People were grouped on balconies, playing guitars, exchanging an endless relay of jokes, so that the discordance was on two levels, the delirium of the street rising to meet the hysterical crescendo of roof-top carnival. Everything and everyone seemed to be straining towards the sky, where poinsettias suddenly flared open in the blue-black.
Tonight those who believed in the gold-mines at Ophir, and how Solomon sent treasure-ships up the Amazon to the Japurá river, would re-enact the subliminal location of treasure. The charged air wired me to my own individualised vision of the universe. I was a shaman capable of turning into a werewolf and drinking the blood of my aggressor earlier in the day, and able to complete the ecstatic journey to the
sky or the descent into the underworld to reclaim my mother's soul.
In a synchronised outburst of firework salvoes I could see the red beam of the lighthouse perched on the ruins of an old fortress five hundred feet above the harbour, directing its radial light across the night seas. For a moment I entertained the idea of climbing to those heights and celebrating the carnival from that elevation, but the momentum of the crowds dragged me back into the tributaries that seemed magnetised to a common centre — the oneiric vision of the child-king drawn by red-blanketed horses.
I moved forward and found myself wedged in the spinal undulations of a chequered serpent, a garnet-eyed, fang-flickering head that raised its phallic crest to the stars. We were of one movement, a unified trance in which the intermeshing of minds found its counterpart in the mamba's rhythmic beat. The fear of death that had so heightened my senses earlier in the day had temporarily vanished. I found myself manoeuvring between a bull's head and the silver plumes of a bird-mask, my pulse beat seeming to resonate from the drum-skin.
The great train of the living were filing towards the dead.
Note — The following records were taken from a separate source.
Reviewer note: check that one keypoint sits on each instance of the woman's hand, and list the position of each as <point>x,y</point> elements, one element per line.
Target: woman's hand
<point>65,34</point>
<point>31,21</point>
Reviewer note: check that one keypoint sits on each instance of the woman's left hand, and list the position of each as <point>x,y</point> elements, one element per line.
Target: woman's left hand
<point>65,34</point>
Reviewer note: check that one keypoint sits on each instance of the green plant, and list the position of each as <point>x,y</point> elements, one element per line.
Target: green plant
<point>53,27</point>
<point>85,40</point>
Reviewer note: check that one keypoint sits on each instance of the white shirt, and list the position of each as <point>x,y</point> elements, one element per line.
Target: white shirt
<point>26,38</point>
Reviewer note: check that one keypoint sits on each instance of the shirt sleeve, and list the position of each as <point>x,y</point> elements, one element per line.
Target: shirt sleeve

Tonight there would be an exchange of identities, a crossing of frontiers; some would disappear like the wild swan and others would come back, and the transference of identities would be. known to neither. When I forced myself free of the mesmerised train, my body was still answering to the music. I had shed my heritage; lit coals twinkled beneath my dancing feet — I was a humming-bird darting through the yawning jaws of a jaguar.